Y el veredicto fue enamorarme de todas y cada una de las historias. Incluso de las que no entendía. De las que me resultaban empalagosas, repugnantes y hasta dulces.

No fue hasta que llegué a la universidad donde tuve la obligación de leer la Ilíada. Y con las explicaciones precisas, este se convirtió en mi libro favorito. Tanto que mientras lo leía falté a un par de clases porque no podía salir de la ficción; era como si estuviera en el mismo carro con Ayax peleando por recuperar a la reina Helena.
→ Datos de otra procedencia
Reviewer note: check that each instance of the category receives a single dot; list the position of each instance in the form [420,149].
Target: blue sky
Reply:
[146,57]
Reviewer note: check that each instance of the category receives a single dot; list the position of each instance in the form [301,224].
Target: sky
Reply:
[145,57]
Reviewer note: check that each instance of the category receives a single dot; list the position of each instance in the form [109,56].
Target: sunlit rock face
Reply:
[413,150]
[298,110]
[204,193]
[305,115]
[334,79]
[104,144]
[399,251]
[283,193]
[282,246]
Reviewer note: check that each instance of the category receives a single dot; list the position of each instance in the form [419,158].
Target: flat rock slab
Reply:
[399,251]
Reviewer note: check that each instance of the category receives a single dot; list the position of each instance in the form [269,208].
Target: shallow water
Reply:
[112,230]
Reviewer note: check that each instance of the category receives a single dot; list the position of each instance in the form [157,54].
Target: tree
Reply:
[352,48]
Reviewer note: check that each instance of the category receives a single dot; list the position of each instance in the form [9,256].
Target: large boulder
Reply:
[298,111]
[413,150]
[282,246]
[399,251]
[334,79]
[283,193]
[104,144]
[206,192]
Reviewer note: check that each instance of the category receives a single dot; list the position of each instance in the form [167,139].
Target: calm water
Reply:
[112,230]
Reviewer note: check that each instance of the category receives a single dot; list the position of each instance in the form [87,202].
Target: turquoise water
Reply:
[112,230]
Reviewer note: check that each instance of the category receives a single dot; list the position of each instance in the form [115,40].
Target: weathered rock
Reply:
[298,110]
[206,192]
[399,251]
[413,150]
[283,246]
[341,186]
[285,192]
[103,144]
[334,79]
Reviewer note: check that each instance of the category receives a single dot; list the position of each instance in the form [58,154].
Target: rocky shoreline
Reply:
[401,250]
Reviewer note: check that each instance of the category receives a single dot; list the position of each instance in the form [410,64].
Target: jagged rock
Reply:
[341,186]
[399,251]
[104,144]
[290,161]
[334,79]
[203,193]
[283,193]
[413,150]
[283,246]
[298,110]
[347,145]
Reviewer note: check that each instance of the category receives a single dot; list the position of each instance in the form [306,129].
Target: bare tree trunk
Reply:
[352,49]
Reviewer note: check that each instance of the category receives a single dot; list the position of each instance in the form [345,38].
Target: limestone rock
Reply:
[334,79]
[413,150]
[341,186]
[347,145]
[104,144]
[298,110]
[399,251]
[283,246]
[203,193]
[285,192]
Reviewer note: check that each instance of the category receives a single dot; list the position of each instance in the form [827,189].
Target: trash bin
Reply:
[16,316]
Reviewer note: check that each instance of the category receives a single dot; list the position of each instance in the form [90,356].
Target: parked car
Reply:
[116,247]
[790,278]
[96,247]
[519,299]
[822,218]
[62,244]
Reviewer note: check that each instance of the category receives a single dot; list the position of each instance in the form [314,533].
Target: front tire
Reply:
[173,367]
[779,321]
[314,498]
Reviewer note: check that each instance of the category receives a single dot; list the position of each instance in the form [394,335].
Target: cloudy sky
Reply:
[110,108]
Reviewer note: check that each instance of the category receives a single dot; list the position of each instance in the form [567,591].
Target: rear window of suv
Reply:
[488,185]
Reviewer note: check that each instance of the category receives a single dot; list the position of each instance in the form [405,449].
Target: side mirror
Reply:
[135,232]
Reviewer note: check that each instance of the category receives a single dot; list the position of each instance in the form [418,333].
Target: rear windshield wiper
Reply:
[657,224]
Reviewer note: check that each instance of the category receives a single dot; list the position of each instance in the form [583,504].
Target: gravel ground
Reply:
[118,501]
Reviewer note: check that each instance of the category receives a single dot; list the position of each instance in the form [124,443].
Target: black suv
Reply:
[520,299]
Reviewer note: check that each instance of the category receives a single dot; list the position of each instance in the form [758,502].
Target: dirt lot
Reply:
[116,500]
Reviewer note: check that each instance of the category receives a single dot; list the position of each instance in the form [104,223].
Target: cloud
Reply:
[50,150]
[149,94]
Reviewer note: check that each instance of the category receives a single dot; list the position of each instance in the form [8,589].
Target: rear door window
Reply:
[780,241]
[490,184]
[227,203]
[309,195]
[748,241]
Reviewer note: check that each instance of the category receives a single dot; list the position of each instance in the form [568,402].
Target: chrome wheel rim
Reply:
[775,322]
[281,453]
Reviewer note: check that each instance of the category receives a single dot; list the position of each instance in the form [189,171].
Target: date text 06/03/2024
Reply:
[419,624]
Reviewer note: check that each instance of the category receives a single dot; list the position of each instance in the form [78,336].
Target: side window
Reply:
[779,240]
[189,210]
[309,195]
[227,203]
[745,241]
Y años después tuve que convencer a otro profesor de que, definitivamente, la Ilíada era uno de los libros favoritos (y que me gustan las novelas; por eso escuché su comentario: "eres rara" - qué noticia).

Después de tantos años de soñar con cóleras funestas y con cantos de musas, al fin, puse mis pies en las islas.




"Ciudadanos venerables, honor de Argos que estais reunidos aquí, no me avergonzaré de mostrar frente a ustedes el amor que siento por mi esposo..."

En teatro (de cuando me paraba en un escenario y fingía ser otra persona sólo por amor al arte) me tocó el papel de Clitemnestra en la tragedia griega Agamenon. Y tan facsinada que estaba por esta mujer tan retorcida, que hasta la comprendía. No sé si haría lo mismo en su situación, pero es que los griegos no creían en la libre elección. Para ellos no existía tal cosa sino que todo se regía por el destino, ni siquiera los dioses podían contra ese destino. Totalmente opuesto al mundo occidental de hoy. Las personas, sin libertad, se veían obligadas a actuar por fuerza agena. Y la verdad, que a modo griego, otra persona en zapatos agenos, después de vivir como Clitemnestra toda su vida y de verse en la misma situación, 
actuaría de la misma manera: asesinando a su marido. 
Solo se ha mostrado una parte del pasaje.